There’s a syndrome common to people who have just completed rehab, called The Pink Cloud.
It describes the euphoria of fresh sobriety, of knowing you’ve conquered a demon. And often those experiencing it can’t help trying to convince others to join them on their quest, so they might feel similarly incredible.
Hello. My name is Polly and I am an addict.
It has been 37 days since my last Amazon Prime delivery. I have never been more smug.
It’s not just me trying to persuade you to join me in giving up Amazon, campaign groups and small businesses are urging consumers to shun this week’s Prime event (held over some days, sometime. I’m not telling you when because I refuse to be an enabler).
They want us to support small retailers instead, which was obviously important pre-pandemic, and is now essential to the survival of the high street and people’s livelihoods.
Just like the Daily Mirror’s Shop for Britain campaign which urges people to think about where to shop to help businesses across the country in these tough times.
Jeff Bezos, the owner of Amazon, is the world’s richest person, which sounds like lazy hyperbole but is genuinely a fact.

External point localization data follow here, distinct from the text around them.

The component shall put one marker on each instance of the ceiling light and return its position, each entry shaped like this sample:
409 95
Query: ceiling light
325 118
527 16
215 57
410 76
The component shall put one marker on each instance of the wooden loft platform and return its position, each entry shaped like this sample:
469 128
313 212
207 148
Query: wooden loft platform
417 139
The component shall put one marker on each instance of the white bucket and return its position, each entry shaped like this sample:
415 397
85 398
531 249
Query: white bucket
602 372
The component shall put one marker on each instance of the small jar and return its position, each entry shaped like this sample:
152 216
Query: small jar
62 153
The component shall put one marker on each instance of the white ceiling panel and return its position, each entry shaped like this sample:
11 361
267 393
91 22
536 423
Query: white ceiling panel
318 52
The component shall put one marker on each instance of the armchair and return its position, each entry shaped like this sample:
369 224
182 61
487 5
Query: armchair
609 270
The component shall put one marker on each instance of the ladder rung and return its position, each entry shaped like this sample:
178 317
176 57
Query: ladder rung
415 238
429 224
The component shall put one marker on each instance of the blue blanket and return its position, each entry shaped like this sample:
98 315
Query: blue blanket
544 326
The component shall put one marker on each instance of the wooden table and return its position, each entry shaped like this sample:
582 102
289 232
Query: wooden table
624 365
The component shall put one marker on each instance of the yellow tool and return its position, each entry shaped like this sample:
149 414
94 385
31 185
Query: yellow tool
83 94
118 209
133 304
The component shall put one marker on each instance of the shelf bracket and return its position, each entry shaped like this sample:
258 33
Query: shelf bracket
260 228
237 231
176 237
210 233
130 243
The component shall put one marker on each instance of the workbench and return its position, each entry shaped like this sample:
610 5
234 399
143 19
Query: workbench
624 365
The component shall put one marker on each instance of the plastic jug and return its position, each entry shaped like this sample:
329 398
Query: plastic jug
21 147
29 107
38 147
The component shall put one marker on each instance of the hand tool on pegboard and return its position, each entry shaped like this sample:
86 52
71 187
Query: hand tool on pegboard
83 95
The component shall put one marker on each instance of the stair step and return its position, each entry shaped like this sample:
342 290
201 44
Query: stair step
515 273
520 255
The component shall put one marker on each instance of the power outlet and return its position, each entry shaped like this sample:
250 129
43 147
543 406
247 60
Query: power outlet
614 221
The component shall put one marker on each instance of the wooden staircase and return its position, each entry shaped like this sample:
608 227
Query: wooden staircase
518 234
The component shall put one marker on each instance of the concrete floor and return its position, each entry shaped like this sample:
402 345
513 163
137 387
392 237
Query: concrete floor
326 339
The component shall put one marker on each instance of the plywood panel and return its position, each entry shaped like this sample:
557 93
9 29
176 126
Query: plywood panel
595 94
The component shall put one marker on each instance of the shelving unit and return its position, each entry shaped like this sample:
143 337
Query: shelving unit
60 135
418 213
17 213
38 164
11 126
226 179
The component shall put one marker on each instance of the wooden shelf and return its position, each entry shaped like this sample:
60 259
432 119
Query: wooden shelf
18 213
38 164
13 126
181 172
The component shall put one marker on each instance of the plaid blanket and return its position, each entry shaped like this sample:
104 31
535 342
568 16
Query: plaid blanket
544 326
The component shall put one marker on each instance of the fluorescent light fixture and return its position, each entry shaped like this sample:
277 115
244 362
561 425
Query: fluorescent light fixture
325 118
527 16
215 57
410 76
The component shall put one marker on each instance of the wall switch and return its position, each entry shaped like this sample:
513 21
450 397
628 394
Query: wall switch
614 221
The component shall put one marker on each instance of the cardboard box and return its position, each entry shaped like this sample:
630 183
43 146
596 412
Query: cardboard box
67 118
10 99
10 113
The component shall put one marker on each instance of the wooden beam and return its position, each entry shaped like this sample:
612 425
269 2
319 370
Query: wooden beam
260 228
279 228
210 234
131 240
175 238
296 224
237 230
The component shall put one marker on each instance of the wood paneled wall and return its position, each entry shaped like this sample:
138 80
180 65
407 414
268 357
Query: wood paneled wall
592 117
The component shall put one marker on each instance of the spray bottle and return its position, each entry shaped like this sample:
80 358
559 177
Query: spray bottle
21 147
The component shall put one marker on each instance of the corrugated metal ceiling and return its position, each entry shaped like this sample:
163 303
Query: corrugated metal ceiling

As of September, he had a net worth of $183billion. During the pandemic, while everyone else suffered, he made $67billion between March and September.
He rakes in $2,219 per second. In 2018, he created the Bezos Day One Fund, which has put $2billion into various charitable schemes. That’s just over 1% of his money.
Last year, the ‘big six’ American tech firms were accused of “aggressively avoiding” $100bn of global tax over the past decade in a report by tax transparency campaign group Fair Tax Mark.
The report singled out Amazon as the worst offender.
There have also been countless allegations, rumours and even documentaries, about how badly Amazon treat their staff, which the giant retailer obviously denies.
Turns out there’s only so much you can ignore, even if you’re really lazy and very pleased at being able to buy something with one swipe of a finger, which is then delivered about four minutes later. At what price convenience?
I decided the only way out was cold turkey, even though the idea was unthinkable at first.
I’d pretty much forgotten how to buy stuff, because Amazon sells everything. It was the first place I turned to, no matter what I was after, literally my one stop shop.
It was too easy. When I started off, I had absolutely no faith in myself, the hold Amazon had over me was far too powerful.
I reasoned that even if I only bought half as much from them as usual, that would still count as a win, vaguely, as long as we were going by the rules I had made up a second before.
My point is: if I can do this, anyone can. Because then the strangest thing happened. Not using started to become even more addictive than using. Every day that I managed to get through without crawling back to Amazon made me stronger.
It only took them a few days to notice my absence.
My husband reckons there was a top level crisis meeting, and they were extremely concerned for my welfare.
Targeted emails began arriving, desperate attempts to lure me back which only hardened my resolve. Like a begging ex-boyfriend, the needier they were, the more they turned me off.
At one point they reminded me that I like books and – in case I’d forgotten – they sell books!
What’s more, they had loads of different ones! Pathetic, Jeff.
Breaking my Amazon habit has made me a much better person. Last week a bookshop didn’t have something in stock and had to order it in, so I waited A FULL 24 HOURS.
What I’ve lost in same day delivery I have gained in Sainthood (see: Patience Of A…).
At this point, I’m far too stubborn to go back even if I wanted to.
If the elixir of life was only available on Amazon, I would do without.
Although my husband would argue, I doubt Jeff Bezos will be signing on any time soon as a result of my boycott. But knowing none of the cash in his pocket came from me is worth more than I ever could have guessed.